References to “WSC” in this Brochure include, as the context requires, affiliates through
which WSC provides investment advisory services or that act in any capacity referenced in
the previous sentence. References to “General Partners” in this Brochure include the general
partner entities of the applicable Funds.
This Brochure is not an offer to invest in a Fund. Any such offer would only be made through
the provision of a Limited Partnership
Agreement (the “LPA”) and/or Investment
Management/ Advisory Agreement (the “IMA”) and/or such other offering materials as
prepared by the Firm with respect to such Fund (collectively, the “Offering Documents”).
Information included in this Brochure is intended to provide a useful summary about the
Firm, but it is qualified in its entirety by information included in any Offering Documents.

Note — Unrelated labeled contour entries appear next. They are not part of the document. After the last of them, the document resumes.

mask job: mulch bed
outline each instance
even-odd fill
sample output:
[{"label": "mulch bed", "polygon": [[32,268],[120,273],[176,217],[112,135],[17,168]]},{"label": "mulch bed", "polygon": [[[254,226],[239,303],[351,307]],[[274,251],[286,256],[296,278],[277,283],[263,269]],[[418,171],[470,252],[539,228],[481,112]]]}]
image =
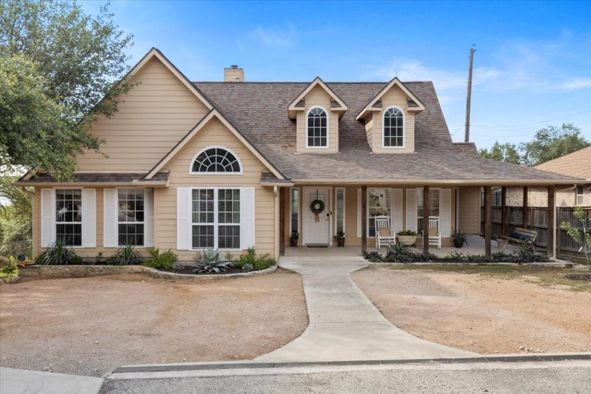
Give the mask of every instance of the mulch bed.
[{"label": "mulch bed", "polygon": [[235,267],[230,267],[225,271],[220,271],[219,272],[207,272],[207,273],[204,272],[193,272],[193,270],[194,269],[195,269],[195,267],[193,266],[183,265],[183,268],[181,269],[158,269],[158,271],[165,271],[166,272],[173,272],[173,273],[184,273],[185,275],[227,275],[228,273],[242,273],[244,272],[242,268],[236,268]]},{"label": "mulch bed", "polygon": [[571,273],[564,276],[571,281],[589,281],[591,282],[591,273]]}]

C. Client Tailored Services and Client Imposed Restrictions
WSC will tailor its advisory services to the specific investment objectives and restrictions of
each Fund set forth in such Fund’s limited partnership agreement. Investors and prospective
investors of each client should refer to the confidential private placement memorandum (if
any), limited partnership agreement, subscription agreement and/or other governing
documents (collectively, the “Governing Documents”) of the applicable Client for complete
information on the investment objectives and investment restrictions with respect to such
client. There is no assurance that any of the client’s investment objectives will be achieved.
Consistent with industry practices, the Funds and/or the General Partner have entered into
side letter agreements or similar agreements (“Side Letters”) with certain investors
pursuant to which the General Partner grants the investor specific rights, benefits, or
privileges (including economic rights, benefits, and privileges) that, except as set forth in the
Governing Documents, are not required to be made available or disclosed to investors
generally.
D. Wrap Fee Programs
WSC does not participate in wrap fee programs.
E. Amounts Under Management
As of December 31, 2023, WSC managed $172,654,932 of assets under management. All
assets are managed on a discretionary basis.